15 novembre 2006

Comme dans un film de Kusturica


Je vis dans un quartier du 19e arrondissement à la fois tranquille et populaire. Tranquille parce qu'on s'y sent en sécurité, malgré les tours HLM de la Place des Fêtes, non loin derrière, car toutes sortes de gens différents s'y côtoient sans trop de problème - Africains, Serbes, Juifs hassidiques, Maghrébins - et populaire parce que cet ancien quartier des relieurs de Paris est vivant, convivial et animé juste ce qu'il faut.

D'une fenêtre de mon appartement, j'assiste parfois à des scènes surréalistes ou carrément anachroniques. En voici une anthologie :

Sur le trottoir d'en face, un aveugle marche d'un pas mal assuré avec sa canne blanche. Sentant un obstacle, il le tâte, s'aperçoit que c'est un parcomètre, fouille dans sa poche, met de l'argent dedans et puis s'en va!
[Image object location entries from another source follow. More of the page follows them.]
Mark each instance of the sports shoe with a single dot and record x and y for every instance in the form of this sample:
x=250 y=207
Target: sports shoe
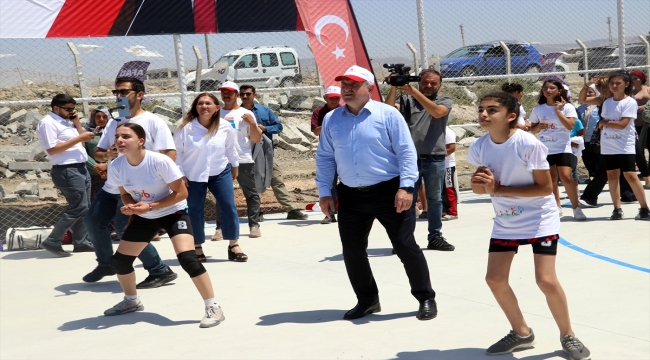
x=440 y=243
x=511 y=342
x=125 y=306
x=617 y=214
x=296 y=214
x=578 y=214
x=217 y=235
x=575 y=348
x=98 y=273
x=213 y=316
x=644 y=214
x=255 y=232
x=154 y=281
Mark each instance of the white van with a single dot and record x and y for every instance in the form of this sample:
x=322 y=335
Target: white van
x=253 y=66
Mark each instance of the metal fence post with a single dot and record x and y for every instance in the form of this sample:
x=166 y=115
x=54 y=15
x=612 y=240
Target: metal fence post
x=199 y=67
x=180 y=68
x=80 y=76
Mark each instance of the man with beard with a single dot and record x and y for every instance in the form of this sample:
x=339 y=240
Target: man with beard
x=426 y=114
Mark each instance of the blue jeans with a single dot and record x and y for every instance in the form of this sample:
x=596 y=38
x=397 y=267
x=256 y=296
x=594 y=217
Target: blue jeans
x=433 y=173
x=221 y=187
x=74 y=184
x=103 y=210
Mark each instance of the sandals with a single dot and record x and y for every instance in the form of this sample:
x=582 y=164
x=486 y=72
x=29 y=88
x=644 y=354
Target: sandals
x=239 y=257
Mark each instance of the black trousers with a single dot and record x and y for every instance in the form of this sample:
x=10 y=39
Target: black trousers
x=357 y=211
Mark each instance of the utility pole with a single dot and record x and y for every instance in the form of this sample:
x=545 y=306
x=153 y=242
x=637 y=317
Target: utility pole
x=462 y=34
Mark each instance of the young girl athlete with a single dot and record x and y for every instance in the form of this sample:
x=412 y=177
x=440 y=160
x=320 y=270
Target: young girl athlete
x=513 y=169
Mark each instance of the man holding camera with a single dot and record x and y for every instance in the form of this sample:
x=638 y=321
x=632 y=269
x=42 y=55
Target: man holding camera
x=62 y=136
x=426 y=114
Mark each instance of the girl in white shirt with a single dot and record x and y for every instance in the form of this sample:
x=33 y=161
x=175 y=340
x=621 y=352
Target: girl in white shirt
x=153 y=194
x=513 y=169
x=552 y=121
x=207 y=156
x=617 y=143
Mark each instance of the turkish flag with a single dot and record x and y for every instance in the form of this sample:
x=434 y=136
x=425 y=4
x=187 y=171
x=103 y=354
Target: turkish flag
x=334 y=38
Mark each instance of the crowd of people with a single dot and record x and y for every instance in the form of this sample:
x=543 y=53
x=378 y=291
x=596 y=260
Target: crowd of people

J'entends la clochette et la voix de l'aiguiseur de couteaux, qui passe trois ou quatre fois par année dans ma rue en tirant son fourbi derrière son vieux vélo. Ils ne doivent plus être très nombreux, les aiguiseurs de couteaux itinérants dans Paris...

Une Algérienne délirait tous les jours dans ma rue d'une voix suraigüe au cours de mes deux premières années ici. Si on la croisait dehors, elle se taisait, le regard vide, ou nous invectivait en arabe, mais si on répliquait en disant bonjour, elle semblait ne pas comprendre qu'on puisse la voir et lui parler. Elle faisait tellement partie du paysage sonore du quartier qu'on s'inquiétait un peu quand on ne l'entendait pas pendant deux ou trois jours. Et puis un bon matin, je l'ai vue dans la rue avec un hachoir à la main. C'est alors qu'ils l'ont embarquée pour de bon.

Ma rue prend aussi des airs de bal gitan lorsqu'un groupe de mauvais musiciens de l'Europe de l'Est y passe en jouant de la grosse caisse, du trombone et de la trompette sur la musique préenregistrée du film Arizona Dream et que nous leur jettons des pièces de monnaie par la fenêtre. Ils jouent horriblement mal, mais c'est si sympathique de les entendre pour quelques minutes et on se croirait dans un film de Kusturica...

8 commentaires:

Blue a dit...

Thanks and welcome to my blog, Dominic! Nice to get your comments in English but please feel free to use French if you feel like it. As you can see, we're all anglophiles around here anyway. ;)

Caroline a dit...

C'est craquant, ces scènes! Bon, la folle au hachoir, ça insécurise un peu, mais le pauvre aveugle qui nourrit un parcomètre et la délégation gitane qui colore le coin, on en veut, de la folie, comme ça! :)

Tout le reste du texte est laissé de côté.